1 Mayıs 2020 Cuma

biz ve bize dair


Vişne çürüğü renkli hayal kırıntılarından yapılmış derme çatma bir evdi yaşadığımız,
Kırmızısını içtiğimiz gecelerde kendimizden bir adım öteye gidememeyi ezberlerdik,
Mavi değilse de koyusuna bir güzellemeydi yok oluşlarımız.

Hep kifayetsiz kalırdı dokunmalarımız, hep eksik. 
Bu yüzden kırılmış bir beyazla boyanmıştı içimizdeki duvarlar.
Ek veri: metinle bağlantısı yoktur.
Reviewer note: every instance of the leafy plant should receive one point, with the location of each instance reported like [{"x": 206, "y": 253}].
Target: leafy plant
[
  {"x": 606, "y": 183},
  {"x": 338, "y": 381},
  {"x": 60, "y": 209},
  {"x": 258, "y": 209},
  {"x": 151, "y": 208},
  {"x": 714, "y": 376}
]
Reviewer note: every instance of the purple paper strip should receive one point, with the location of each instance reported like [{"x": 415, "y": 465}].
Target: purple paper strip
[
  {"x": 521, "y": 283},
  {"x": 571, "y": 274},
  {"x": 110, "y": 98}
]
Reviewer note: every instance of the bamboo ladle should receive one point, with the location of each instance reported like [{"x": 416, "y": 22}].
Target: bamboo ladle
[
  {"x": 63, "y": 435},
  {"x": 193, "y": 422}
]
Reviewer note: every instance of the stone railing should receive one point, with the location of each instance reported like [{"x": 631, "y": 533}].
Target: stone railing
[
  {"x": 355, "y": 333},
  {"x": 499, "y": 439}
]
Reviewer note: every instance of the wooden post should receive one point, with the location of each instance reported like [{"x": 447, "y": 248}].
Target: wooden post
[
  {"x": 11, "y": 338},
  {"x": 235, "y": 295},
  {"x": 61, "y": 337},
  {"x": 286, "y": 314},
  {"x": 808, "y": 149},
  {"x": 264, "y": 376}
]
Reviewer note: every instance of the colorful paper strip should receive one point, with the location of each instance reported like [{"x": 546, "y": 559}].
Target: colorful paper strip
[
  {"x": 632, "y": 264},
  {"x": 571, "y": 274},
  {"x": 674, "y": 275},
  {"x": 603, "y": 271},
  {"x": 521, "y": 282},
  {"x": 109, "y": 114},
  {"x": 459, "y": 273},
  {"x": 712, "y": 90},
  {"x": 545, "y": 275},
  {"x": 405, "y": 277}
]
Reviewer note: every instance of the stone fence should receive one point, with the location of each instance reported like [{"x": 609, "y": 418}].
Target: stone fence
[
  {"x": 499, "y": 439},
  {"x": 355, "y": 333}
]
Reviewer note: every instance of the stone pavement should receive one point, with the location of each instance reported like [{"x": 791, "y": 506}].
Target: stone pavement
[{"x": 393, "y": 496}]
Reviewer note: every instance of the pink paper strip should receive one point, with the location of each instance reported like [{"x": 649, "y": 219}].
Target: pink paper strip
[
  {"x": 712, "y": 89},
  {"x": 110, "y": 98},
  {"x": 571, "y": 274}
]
Biz diğerlerinden bir renk gerideydik,
İçimize güneş vurduğunda geçer sanardık. 
Geçmediğini fark ettiğimizde çamura bulanmış bir tutam turuncumuz olurdu.

Sevmeyi sever, sevilmediğimizde kabuk bağlamış yaralarımızla oynardık.
İyileşeceğimizi bilirdik, iyileşebilirdik.

Bizim ismimiz yok, cismimiz renksizdi.
Ama yine de geceden daha fazla anlam katardık siyaha.


Bazen içimizdeki duvarlardan kaçıp yırtılmış ışık hüzmelerinin arasından geçmeye çalışırdık,
ve sesler duyardık. 
Hiçbir şarkıya ya da hiç kimseye ait olmayan sesler..

Bir de ruhları hastalıkla bezenmiş insanlarımız vardı. Ağızlarını açtıklarında kirli bir ağıt bırakırlardı havaya. Duymak zorunda olduklarımızla karıştıklarında, bembeyaz irinler akardı derimizden.

Ve en nihayetinde, 
Her zaman en keskiniyle karşılaştığımız cam kesiklerinden yeni bir benlik yaratırdık;
Biz işte o hep tamamlanmaya çalışan yarımdan arta kalandık.